Dans son ouvrage sur la facture instrumentale à l’Exposition de 1889 (1), Constant Pierre* écrit à propos du saxophone :


Quarante ans avant Adolphe Sax...

« Il n’est peut-être pas d’instrument qui, malgré sa création relativement récente, ait autant reçu de modifications que le saxophone, surtout depuis qu’il a cessé d’être le privilège de l’inventeur. La raison en vient peut-être de ce qu’il a été conçu hâtivement ; il suffit pour s’en convaincre de jeter un coup d’oeil sur le brevet de 1846 et l’on verra combien le type primitif est éloigné du principe et de la forme des instruments construits plus tard par Ad. Sax lui-même. Un saxophone d’aujourd’hui n’a plus guère de Sax que le nom, tant il a été modifié et tant il a reçu d’additions des uns et des autres.
Déjà il est prouvé que l’application de l’anche battante à un tube conique ne lui appartient pas uniquement ou du moins qu’il n’est pas le premier qui ait fait cette application, bien que ses compatriotes et panégyristes aient chanté merveille pour cette découverte. Un des derniers instruments acquis [...] pour le Musée du Conservatoire et dont nous avons déjà donné la description établit sans conteste qu’il a été devancé d’une quarantaine d’années par un horloger de Lisieux, nommé Desfontenelles. »

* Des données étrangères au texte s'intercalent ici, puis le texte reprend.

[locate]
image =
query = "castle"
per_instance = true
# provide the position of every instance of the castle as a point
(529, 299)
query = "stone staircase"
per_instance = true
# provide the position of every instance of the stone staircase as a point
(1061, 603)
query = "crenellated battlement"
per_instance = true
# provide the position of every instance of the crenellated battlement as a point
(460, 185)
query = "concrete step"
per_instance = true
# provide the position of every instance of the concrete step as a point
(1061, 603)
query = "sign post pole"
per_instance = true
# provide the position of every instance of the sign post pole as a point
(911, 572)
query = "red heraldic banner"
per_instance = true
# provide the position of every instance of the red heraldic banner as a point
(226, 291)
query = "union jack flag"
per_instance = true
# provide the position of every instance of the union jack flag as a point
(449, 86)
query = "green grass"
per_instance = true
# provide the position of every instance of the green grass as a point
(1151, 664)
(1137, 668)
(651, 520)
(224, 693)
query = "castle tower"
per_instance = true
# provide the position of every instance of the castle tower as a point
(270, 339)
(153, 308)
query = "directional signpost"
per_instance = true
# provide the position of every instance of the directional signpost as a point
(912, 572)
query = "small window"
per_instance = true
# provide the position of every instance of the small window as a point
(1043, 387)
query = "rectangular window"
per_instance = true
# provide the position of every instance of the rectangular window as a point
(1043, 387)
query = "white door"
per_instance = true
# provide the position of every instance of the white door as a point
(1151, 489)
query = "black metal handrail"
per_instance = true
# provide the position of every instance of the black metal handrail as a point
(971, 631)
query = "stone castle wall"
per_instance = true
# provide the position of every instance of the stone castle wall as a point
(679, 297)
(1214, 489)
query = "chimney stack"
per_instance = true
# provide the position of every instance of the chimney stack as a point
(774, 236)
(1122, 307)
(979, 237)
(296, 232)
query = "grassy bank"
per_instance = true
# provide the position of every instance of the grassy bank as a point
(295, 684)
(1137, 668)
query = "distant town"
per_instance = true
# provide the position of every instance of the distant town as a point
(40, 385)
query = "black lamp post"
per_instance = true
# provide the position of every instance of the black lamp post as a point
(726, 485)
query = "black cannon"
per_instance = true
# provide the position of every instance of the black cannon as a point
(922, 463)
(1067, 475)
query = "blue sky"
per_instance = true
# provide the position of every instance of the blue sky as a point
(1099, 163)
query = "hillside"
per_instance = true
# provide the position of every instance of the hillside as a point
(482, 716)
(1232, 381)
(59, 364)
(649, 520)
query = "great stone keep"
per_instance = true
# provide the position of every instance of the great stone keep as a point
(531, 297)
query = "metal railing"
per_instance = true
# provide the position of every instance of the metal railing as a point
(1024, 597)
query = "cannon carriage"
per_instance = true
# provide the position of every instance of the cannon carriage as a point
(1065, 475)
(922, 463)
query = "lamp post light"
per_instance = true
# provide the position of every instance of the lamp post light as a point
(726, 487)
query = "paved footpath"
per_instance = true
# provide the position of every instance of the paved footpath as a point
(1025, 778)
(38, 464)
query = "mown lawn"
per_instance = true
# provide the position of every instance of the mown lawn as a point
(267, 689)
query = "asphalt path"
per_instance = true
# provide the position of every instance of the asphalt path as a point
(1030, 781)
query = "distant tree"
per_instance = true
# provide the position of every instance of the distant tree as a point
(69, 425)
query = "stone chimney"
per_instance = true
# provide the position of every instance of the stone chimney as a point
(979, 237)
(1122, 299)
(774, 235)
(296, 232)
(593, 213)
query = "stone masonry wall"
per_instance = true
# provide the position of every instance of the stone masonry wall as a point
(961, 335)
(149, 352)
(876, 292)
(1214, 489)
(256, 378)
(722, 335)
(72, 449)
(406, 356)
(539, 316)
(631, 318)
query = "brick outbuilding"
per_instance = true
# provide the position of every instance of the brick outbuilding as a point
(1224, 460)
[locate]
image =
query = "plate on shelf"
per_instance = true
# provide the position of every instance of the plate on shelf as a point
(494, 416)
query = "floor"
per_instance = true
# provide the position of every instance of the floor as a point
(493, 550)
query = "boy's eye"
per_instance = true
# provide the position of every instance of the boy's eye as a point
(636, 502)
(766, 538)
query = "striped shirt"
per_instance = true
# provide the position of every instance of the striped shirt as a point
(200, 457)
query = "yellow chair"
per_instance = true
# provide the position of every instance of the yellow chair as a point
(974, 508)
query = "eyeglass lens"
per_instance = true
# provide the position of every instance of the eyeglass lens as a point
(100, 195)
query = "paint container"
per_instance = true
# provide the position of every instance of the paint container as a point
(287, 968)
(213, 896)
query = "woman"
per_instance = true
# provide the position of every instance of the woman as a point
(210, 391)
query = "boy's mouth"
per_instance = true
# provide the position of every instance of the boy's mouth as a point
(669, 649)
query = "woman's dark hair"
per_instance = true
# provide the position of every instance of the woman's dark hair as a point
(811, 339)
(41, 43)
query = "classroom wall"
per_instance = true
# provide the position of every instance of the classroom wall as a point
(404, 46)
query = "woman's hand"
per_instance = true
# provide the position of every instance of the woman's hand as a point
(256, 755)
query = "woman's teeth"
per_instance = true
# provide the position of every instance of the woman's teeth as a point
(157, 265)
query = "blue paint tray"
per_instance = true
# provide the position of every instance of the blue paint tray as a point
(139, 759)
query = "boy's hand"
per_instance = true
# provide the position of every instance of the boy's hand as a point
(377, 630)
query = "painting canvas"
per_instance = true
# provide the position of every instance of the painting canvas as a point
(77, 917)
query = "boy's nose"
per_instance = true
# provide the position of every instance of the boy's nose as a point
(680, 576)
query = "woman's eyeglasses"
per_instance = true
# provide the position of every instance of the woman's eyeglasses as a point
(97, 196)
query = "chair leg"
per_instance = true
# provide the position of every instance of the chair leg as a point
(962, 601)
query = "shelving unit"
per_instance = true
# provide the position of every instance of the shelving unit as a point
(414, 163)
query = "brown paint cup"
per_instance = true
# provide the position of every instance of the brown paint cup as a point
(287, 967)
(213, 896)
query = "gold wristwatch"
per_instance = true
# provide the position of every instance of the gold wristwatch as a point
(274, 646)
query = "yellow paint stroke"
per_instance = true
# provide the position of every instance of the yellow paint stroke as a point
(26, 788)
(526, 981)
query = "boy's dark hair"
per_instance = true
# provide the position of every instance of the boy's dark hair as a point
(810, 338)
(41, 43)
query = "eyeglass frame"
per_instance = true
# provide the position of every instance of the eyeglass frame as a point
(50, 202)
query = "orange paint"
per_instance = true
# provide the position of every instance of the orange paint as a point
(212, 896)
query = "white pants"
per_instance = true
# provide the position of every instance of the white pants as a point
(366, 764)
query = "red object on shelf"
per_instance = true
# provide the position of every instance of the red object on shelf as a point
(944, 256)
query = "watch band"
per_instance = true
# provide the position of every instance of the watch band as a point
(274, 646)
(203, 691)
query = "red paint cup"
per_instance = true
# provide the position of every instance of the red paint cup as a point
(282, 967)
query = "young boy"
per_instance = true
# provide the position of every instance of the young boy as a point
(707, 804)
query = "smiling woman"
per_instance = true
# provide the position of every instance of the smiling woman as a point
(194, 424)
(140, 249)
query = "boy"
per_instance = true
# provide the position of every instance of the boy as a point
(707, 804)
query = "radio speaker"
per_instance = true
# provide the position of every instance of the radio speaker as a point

Louis Nicolas Victor Humont-Desfontenelles

Né à Granchamp (Calvados) le 5 décembre 1775 et mort à Lisieux le 7 juin 1843. Horloger et musicien (bassoniste).

Source : Nouvelle biographie normande par Noémi Noire Oursel. Alphonse Picard éditeur, Paris, 1886 (Tome 1, pp. 484-485)


« Ô ironie !... La ressemblance avec le saxophone...

... ne s’étend pas seulement à la forme extérieure, il y a aussi analogie dans la perce qui est conique, bien que le cône du saxophone soit plus marqué. [...] Sur ce tuyau long de 1m25, bec compris, il y a sept trous pour les doigts et douze fermés par des clefs à tampons de cuir. Ce nombre de clés est à remarquer, car les autres instruments n’en avaient alors que cinq ou six au plus, et ce n’est que cinq ans après qu’Iwan Muller* produisit sa clarinette à treize clés.
La priorité de l’innovation appartient donc bien à Desfontenelles. C’est probablement [...] en cherchant à faire octavier la clarinette que M. Ad. Sax a trouvé le saxophone. La même hypothèse peut s’appliquer au facteur normand. Ce qui nous confirme dans cette opinion, c’est qu’en sus du bec analogue à celui de la clarinette, on retrouve sur son instrument le trou (très élargi) et la clé du pouce de la main gauche qui existent à la clarinette ainsi que deux autres clés disposées à l’extrémité de l’instrument comme celles de mi grave et fa dièse, se prenant également avec le petit doigt de la main gauche. Tout dans sa construction paraît le rattacher à la clarinette et notre conviction se trouverait très probablement confirmée par l’audition, si cet instrument était mis en état d’être joué... »



La clarinette de Louis Desfontenelles se trouve dans les collections du musée de la Cité de la Musique - Philarmonie de Paris (réf.: E.1055).



(1) Notes d’un musicien sur les instruments à souffle humain nouveaux et perfectionnés, par Constant Pierre. Ouvrage orné de gravures et d’exemples de musique. Paris, Librairie de l’art indépendant, 11 rue de la Chaussée d’Antin, 1890, Paris, 313 p. Bibliothèque nationale de France, département des Sciences et Techniques, 8-V-22802.